Plantio de baobás resgata ancestralidade na Esalq
Mudas da árvore da vida e discussão sobre racismo ambiental marcam celebração do 20 de novembro na USP em Piracicaba
A manhã de sábado, 15 de novembro, ficou marcada por uma ação de resgate à ancestralidade na Escola Superior de Agricultura Luiz de Queiroz (Esalq/USP). Na semana em que é celebrado o Dia Nacional de Zumbi e da Consciência Negra, estudantes, professores e servidores do campus da USP em Piracicaba estiveram presentes no plantio de mudas de baobás, mais conhecidas como árvores da vida.
Em uma ação do grupo coletivo Baobás, com apoio da Comissão de Inclusão e Pertencimento (CIP) da Esalq, as mudas formarão um bosque ao lado do Museu Luiz de Queiroz. “O baobá é também um marco espiritual e simbólico. Em várias regiões do continente africano, ele é considerado sagrado e, em algumas tradições, cultuado como divindade relacionada ao enraizamento, à memória e à ancestralidade. Plantar um baobá é afirmar que o passado não é esquecido: é abrir caminho para que ele respire no presente”, disse a graduanda em Ciências Econômicas, Vitória Carolini da Sila, membro do Baobás, durante a cerimônia.
Segundo os representantes do grupo, a presença de um bosque de baobá também representa um passo simbólico e concreto rumo a uma universidade mais inclusiva, onde os estudantes negros se sintam reconhecidos e representados. “Este plantio é uma manifestação pública de apoio à luta por mais igualdade racial, de gênero e de classe, temas pelos quais os movimentos negros se engajam e que são fundamentais para a construção de uma universidade justa e plural. Trata-se de uma demonstração de que esta instituição valoriza a diversidade e acolhe ativamente a diversidade racial e cultural como parte integrante de sua missão”, afirmou o coletivo, na carta à Diretoria da Esalq, na qual os membros do grupo solicitaram o espaço para o plantio.

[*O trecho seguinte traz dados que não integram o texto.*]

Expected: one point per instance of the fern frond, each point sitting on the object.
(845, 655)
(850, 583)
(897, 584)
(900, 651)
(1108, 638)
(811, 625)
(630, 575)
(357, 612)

Espécies – A árvore baobá pertence ao gênero Adansonia, que compreende oito espécies conhecidas globalmente, sendo uma nativa do continente africano (A. digitata), seis endêmicas da ilha de Madagascar e uma da Austrália. No bosque, foram plantadas seis mudas das oito espécies existentes, incluindo A. digitata, A. madagascariensis, A. perrieri, A. za, A. grandidieri e A. rubrostipa. Entre as espécies plantadas no Bosque de Baobás da Esalq, duas estão classificadas pela IUCN (União Internacional para a Conservação da Natureza) como ameaçadas, sendo uma em Perigo e outra Criticamente Ameaçada.

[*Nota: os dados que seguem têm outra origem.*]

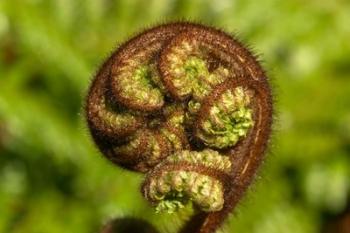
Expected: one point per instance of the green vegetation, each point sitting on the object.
(52, 178)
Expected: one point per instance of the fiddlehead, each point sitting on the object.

“Nós, da Comissão de Inclusão e Pertencimento, com o apoio da Diretoria da Esalq e da Prefeitura do Campus Luiz de Queiroz, entendemos a importância de celebrar o Dia da Consciência Negra. Sabemos que o apoio institucional é fundamental para ações protagonizadas por estudantes, que dão visibilidade a essa pauta. Reforçamos a necessidade de valorizar a diversidade, para que a Esalq seja, cada vez mais, um espaço onde todas as pessoas se sintam incluídas e pertencentes”, declarou a professora Simone Lira, presidente da CIP
Racismo ambiental – Além do plantio de árvores, o grupo Baobás organizou também, na tarde de 17 de novembro, o 4º Encontro para a Consciência Negra na Esalq. Este ano, o tema foi Racismo Ambiental e Justiça Socioecológica. Na oportunidade, estudantes, docentes e servidores técnicos da instituição acompanharam as falas de advogada e Vice-Presidente da OAB Piracicaba, Michelle Cavalleri e da pedagoga, militante ecossocialista e assessora parlamentar da bancada feminista na ALESP Raquel Gualberto.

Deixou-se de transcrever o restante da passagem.